A powerful Model Context Protocol (MCP) server that transforms any PDF document collection into an intelligent, searchable knowledge base accessible through Claude Desktop. This server features advanced search capabilities using TF-IDF scoring, proximity matching, and domain-specific optimization.

🌟 Key Features

  • 🔍 Advanced Search Engine: TF-IDF-based inverted index with proximity matching for highly relevant results

  • 📄 Universal PDF Support: Process any PDF collection - technical docs, legal papers, research, and more

  • ⚡ High Performance: Cached search index, incremental processing, and background initialization

  • 🎯 Domain Optimization: Configure domain-specific keywords for enhanced search accuracy

  • ⚙️ Fully Configurable: JSON-based configuration with environment variable support

  • 🛠️ Comprehensive CLI: Complete server management through intuitive commands

  • 🔗 Seamless MCP Integration: Ready-to-use with Claude Desktop, VS Code, and other MCP clients

  • 📊 Smart Caching: MD5 hash-based change detection for efficient updates

📋 Quick Start

Prerequisites

  • Python 3.8 or higher

  • pip (Python package manager)

  • Claude Desktop app (for MCP integration)

1. Installation

# Clone the repository git clone https://github.com/lhstorm/mcp_server_knowledge_engine.git cd mcp_server_knowledge_engine # Create virtual environment (recommended) python -m venv venv source venv/bin/activate # On Windows: venv\Scripts\activate # Install dependencies pip install -r requirements.txt

2. Create Your Server

# Interactive setup python manage_server.py create-config # This will ask you for: # - Server name (e.g., 'legal-docs-server') # - Display name (e.g., 'Legal Documents Server') # - PDF folder location # - Domain-specific keywords

3. Add PDF Documents

# Add individual PDFs python manage_server.py add-pdf /path/to/document.pdf python manage_server.py add-pdf /path/to/another-doc.pdf # Or copy PDFs directly to your configured folder

4. Process Documents

# Convert PDFs to searchable format python manage_server.py process-pdfs

5. Generate MCP Configuration

# Generate configuration for Claude Desktop python generate_mcp_config.py --merge # Or get the config to copy manually python generate_mcp_config.py

6. Start Using with Claude

Restart Claude Desktop and your server will appear in the MCP tools menu!

💬 Using with Claude Desktop

Once configured, you can interact with your PDFs naturally:

Example prompts:

  • "Search for information about [topic] in the documentation"

  • "What does the documentation say about [specific feature]?"

  • "Find all references to [keyword] across all PDFs"

  • "Show me the content of [document name]"

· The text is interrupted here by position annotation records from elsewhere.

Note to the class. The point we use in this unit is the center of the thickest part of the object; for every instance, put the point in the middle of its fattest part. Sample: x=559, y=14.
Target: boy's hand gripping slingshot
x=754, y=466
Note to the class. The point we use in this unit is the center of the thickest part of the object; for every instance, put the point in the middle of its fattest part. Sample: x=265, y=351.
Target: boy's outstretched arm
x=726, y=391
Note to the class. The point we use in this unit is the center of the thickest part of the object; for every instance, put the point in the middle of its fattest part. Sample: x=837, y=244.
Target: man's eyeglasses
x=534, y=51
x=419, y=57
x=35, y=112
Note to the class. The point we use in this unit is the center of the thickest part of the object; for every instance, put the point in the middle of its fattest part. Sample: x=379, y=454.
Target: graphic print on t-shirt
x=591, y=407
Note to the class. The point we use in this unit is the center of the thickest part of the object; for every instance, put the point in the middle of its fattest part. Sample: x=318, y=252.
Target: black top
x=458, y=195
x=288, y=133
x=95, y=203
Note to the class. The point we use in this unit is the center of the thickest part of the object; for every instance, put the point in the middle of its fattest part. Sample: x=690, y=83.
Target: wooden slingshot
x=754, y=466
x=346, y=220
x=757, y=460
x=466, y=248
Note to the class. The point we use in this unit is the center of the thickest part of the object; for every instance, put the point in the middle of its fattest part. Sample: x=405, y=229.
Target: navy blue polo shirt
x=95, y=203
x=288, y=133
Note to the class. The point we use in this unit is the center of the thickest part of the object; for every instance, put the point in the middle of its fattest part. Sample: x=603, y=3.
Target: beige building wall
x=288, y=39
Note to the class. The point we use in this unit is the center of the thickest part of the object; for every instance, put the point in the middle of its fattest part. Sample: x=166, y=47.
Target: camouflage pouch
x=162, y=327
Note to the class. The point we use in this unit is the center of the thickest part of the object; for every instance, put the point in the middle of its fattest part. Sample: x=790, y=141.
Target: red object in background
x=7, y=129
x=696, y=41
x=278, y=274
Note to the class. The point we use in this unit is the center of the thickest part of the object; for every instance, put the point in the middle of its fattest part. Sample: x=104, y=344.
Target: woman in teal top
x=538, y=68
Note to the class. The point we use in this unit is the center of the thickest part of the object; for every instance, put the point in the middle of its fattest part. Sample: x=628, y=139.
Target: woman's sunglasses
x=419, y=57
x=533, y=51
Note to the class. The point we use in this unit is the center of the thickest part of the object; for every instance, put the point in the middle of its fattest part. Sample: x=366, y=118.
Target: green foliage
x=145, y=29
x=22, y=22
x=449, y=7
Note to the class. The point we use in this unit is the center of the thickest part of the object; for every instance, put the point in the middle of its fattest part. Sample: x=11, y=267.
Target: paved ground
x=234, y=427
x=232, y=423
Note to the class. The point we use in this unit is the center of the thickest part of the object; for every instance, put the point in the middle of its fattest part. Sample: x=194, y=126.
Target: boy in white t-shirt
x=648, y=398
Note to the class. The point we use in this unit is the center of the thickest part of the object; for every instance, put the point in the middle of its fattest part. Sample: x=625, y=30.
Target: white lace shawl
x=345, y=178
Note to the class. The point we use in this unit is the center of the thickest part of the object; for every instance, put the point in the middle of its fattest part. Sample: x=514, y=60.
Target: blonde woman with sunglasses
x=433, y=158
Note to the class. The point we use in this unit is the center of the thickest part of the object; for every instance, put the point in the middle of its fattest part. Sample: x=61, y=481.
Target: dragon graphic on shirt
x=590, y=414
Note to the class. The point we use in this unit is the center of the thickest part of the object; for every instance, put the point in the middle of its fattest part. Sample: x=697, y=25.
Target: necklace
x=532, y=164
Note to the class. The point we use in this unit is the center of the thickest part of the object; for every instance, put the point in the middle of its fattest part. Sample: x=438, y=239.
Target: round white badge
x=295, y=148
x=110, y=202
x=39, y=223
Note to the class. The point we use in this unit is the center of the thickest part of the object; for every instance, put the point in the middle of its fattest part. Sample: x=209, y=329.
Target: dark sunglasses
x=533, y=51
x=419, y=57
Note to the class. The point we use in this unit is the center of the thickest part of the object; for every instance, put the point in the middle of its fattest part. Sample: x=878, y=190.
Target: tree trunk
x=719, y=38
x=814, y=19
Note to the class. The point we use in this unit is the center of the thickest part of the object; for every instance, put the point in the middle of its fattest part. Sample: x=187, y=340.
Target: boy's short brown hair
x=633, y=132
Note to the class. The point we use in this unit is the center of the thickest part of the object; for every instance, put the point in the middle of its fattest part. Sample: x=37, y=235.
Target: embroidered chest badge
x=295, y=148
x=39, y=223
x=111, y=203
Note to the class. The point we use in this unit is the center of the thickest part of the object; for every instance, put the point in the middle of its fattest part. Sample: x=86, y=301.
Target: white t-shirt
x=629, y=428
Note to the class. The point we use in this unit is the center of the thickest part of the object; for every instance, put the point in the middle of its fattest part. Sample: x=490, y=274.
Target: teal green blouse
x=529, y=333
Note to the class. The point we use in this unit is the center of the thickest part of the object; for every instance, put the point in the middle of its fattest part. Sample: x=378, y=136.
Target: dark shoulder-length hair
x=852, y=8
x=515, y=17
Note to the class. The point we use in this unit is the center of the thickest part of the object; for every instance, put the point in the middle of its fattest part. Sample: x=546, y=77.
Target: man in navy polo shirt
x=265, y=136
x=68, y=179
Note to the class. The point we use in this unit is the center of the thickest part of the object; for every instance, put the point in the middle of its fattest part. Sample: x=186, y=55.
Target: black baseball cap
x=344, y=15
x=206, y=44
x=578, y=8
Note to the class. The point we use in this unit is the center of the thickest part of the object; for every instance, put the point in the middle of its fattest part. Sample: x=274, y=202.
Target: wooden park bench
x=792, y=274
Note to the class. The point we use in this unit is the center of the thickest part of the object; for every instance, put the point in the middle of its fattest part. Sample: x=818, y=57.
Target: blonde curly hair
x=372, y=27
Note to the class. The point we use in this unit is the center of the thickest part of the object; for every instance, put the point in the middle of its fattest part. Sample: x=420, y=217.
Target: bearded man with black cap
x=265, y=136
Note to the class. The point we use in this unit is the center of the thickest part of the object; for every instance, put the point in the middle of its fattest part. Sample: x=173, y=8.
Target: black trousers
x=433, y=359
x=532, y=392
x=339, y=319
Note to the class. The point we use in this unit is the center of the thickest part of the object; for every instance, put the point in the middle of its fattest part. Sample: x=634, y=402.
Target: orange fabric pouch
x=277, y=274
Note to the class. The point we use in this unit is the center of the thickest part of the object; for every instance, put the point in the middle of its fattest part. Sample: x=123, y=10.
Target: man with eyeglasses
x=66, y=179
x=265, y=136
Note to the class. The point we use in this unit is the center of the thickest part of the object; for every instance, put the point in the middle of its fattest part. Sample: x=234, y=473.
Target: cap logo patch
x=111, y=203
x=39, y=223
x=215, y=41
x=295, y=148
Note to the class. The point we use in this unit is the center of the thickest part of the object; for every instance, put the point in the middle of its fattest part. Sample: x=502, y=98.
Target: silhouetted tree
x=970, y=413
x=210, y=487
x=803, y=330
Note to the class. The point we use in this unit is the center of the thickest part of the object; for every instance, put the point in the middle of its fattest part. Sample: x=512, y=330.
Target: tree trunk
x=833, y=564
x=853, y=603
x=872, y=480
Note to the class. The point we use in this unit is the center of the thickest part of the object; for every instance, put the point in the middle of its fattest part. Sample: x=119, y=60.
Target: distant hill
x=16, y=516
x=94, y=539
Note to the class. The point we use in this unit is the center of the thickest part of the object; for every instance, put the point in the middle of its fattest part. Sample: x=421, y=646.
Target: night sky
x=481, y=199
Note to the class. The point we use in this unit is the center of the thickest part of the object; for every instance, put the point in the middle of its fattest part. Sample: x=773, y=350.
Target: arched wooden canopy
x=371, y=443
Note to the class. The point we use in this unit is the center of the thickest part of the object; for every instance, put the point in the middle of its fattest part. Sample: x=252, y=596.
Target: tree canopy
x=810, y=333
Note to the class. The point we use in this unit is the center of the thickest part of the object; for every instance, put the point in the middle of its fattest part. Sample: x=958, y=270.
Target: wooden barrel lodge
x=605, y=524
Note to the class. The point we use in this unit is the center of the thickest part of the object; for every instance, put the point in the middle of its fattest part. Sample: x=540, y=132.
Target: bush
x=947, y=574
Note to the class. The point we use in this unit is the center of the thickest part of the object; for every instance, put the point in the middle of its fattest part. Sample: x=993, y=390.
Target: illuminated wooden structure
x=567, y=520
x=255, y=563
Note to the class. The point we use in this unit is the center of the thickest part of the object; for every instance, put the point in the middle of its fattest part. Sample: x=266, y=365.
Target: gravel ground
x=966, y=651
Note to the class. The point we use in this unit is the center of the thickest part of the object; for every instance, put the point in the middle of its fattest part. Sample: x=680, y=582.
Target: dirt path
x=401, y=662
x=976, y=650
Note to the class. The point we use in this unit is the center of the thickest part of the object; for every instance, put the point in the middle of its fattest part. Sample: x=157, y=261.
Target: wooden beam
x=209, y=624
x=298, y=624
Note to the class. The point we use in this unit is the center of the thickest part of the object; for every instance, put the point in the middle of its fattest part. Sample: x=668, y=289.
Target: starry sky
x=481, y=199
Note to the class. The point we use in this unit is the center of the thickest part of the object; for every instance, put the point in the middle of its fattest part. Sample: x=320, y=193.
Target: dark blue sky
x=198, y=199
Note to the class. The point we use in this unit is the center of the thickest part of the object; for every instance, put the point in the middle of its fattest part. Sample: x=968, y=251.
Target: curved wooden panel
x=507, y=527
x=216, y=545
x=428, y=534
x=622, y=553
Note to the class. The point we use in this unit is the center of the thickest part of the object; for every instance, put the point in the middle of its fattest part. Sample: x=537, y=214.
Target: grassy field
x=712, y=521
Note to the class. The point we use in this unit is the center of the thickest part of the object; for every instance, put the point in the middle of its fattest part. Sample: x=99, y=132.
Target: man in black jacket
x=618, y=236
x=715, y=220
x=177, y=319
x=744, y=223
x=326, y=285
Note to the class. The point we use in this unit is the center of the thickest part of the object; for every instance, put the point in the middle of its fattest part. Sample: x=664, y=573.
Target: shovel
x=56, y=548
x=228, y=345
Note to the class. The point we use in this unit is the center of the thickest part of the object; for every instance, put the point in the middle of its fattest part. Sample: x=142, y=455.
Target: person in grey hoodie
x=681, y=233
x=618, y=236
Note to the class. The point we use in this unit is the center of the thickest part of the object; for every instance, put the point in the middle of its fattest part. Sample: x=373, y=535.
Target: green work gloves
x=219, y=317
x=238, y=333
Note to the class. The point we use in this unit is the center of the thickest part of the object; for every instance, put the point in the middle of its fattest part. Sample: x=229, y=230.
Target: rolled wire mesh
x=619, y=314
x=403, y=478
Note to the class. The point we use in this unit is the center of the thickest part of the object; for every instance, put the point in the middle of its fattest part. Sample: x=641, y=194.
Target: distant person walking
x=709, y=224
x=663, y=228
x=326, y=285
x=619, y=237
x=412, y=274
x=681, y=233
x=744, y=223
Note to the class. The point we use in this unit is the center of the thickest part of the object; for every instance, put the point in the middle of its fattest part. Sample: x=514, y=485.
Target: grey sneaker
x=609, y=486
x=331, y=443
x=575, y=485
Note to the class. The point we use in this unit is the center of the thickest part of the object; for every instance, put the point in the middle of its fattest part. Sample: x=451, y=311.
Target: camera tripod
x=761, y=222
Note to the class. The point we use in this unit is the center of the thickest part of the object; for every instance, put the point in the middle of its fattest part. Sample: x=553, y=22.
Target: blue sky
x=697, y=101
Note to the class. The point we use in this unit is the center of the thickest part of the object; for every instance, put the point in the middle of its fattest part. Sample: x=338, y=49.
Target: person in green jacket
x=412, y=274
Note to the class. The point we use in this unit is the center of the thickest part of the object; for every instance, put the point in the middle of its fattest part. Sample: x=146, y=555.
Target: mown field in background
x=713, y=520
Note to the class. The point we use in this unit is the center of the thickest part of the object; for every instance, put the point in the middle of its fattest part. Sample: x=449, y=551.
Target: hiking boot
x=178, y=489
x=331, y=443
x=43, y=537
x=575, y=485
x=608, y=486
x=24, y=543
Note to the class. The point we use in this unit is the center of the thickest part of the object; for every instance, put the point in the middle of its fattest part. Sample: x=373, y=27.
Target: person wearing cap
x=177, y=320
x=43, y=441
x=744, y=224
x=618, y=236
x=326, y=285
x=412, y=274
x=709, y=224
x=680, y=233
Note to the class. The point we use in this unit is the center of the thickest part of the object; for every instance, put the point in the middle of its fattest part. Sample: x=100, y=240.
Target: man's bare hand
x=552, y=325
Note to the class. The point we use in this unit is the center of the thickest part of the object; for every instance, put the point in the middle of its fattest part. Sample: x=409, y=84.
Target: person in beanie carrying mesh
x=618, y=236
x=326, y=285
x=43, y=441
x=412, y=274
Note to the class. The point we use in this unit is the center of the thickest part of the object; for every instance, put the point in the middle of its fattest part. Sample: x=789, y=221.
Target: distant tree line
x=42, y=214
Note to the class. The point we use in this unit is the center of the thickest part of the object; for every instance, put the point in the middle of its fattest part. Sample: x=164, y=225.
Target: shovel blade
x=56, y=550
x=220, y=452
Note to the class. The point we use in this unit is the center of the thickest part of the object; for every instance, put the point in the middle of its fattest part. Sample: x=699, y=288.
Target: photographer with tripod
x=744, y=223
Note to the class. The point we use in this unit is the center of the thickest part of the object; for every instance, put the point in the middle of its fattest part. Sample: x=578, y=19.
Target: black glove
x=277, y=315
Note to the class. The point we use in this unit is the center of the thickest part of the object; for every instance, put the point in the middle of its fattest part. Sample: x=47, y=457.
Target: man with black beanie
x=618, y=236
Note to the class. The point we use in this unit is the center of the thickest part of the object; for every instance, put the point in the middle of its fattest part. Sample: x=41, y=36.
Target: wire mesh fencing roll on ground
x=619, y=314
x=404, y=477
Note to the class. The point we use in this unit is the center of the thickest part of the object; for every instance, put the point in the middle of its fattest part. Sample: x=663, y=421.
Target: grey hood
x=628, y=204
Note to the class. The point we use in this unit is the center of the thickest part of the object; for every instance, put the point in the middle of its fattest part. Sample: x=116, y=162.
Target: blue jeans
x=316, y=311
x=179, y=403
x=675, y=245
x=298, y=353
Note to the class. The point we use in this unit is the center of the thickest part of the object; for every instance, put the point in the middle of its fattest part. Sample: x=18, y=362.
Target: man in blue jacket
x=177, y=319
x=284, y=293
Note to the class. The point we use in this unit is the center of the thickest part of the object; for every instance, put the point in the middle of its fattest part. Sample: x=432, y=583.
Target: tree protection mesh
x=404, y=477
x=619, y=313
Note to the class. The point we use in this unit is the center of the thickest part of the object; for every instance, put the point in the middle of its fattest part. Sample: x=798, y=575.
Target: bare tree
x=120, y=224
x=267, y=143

  • "List all available documents"

Advanced usage:

  • "Search for [term1] near [term2]" - Leverages proximity matching

  • "Get page 15 of [document]" - Retrieves specific pages

  • "Find the top 10 results for [query]" - Adjusts result count

📁 Project Structure

mcp_server_knowledge_engine/ ├── server.py # Main MCP server with search engine ├── config.py # Configuration management & validation ├── manage_server.py # CLI for server management ├── generate_mcp_config.py # MCP configuration generator ├── convert_pdfs.py # Standalone PDF conversion utility ├── server_config.json # Active server configuration ├── requirements.txt # Python dependencies ├── examples/ # Example configurations │ ├── legal_docs_config.json │ ├── medical_docs_config.json │ ├── research_papers_config.json │ └── tech_docs_config.json └── your-pdfs/ # Your PDF folder (configurable) ├── document1.pdf ├── document2.pdf └── markdown/ # Auto-generated cache ├── .pdf_cache.json # Processing metadata ├── .search_index.pkl # Cached search index ├── document1.md # Converted documents └── document2.md

⚙️ Configuration

The server is configured via server_config.json:

{ "server": { "name": "my-docs-server", "display_name": "My Documents Server", "description": "Search through my PDF collection", "version": "1.0.0" }, "storage": { "pdf_folder": "./docs", "markdown_folder": "./docs/markdown", "domain_keywords": ["keyword1", "keyword2", "domain-term"] }, "tools": { "search": { "name": "search_docs", "description": "Search through PDF documentation" }, "list": { "name": "list_docs", "description": "List all available documents" }, "content": { "name": "get_document_content", "description": "Get full content from documents" }, "max_results_default": 5 }, "processing": { "cache_enabled": true, "parallel_processing": true, "max_file_size_mb": 50, "context_size": 500 } }

🛠️ Management Commands

Server Management

# Create new configuration python manage_server.py create-config # Test configuration python manage_server.py test # Generate MCP config python manage_server.py generate-mcp-config

PDF Management

# List all PDFs python manage_server.py list-pdfs # Add PDF python manage_server.py add-pdf document.pdf # Remove PDF python manage_server.py remove-pdf document.pdf # Process all PDFs python manage_server.py process-pdfs

MCP Configuration

# Print MCP config python generate_mcp_config.py # Automatically merge with Claude Desktop config python generate_mcp_config.py --merge # Save to file python generate_mcp_config.py --output my_mcp_config.json

💡 Usage Examples

{ "server": { "name": "legal-docs-server", "display_name": "Legal Documents Server" }, "storage": { "domain_keywords": ["contract", "liability", "jurisdiction", "plaintiff", "defendant"] } }

Technical Documentation Server

{ "server": { "name": "tech-docs-server", "display_name": "Technical Documentation Server" }, "storage": { "domain_keywords": ["API", "function", "class", "method", "parameter", "return"] } }

Research Papers Server

{ "server": { "name": "research-server", "display_name": "Research Papers Server" }, "storage": { "domain_keywords": ["hypothesis", "methodology", "results", "conclusion", "analysis"] } }

🔧 Available MCP Tools

Each server provides three configurable tools:

  1. Search Tool (default: search_docs)

    • Intelligent search through all documents

    • TF-IDF scoring with proximity matching

    • Returns relevant excerpts with context

  2. List Tool (default: list_docs)

    • Lists all available documents

    • Shows document metadata and page counts

  3. Content Tool (default: get_document_content)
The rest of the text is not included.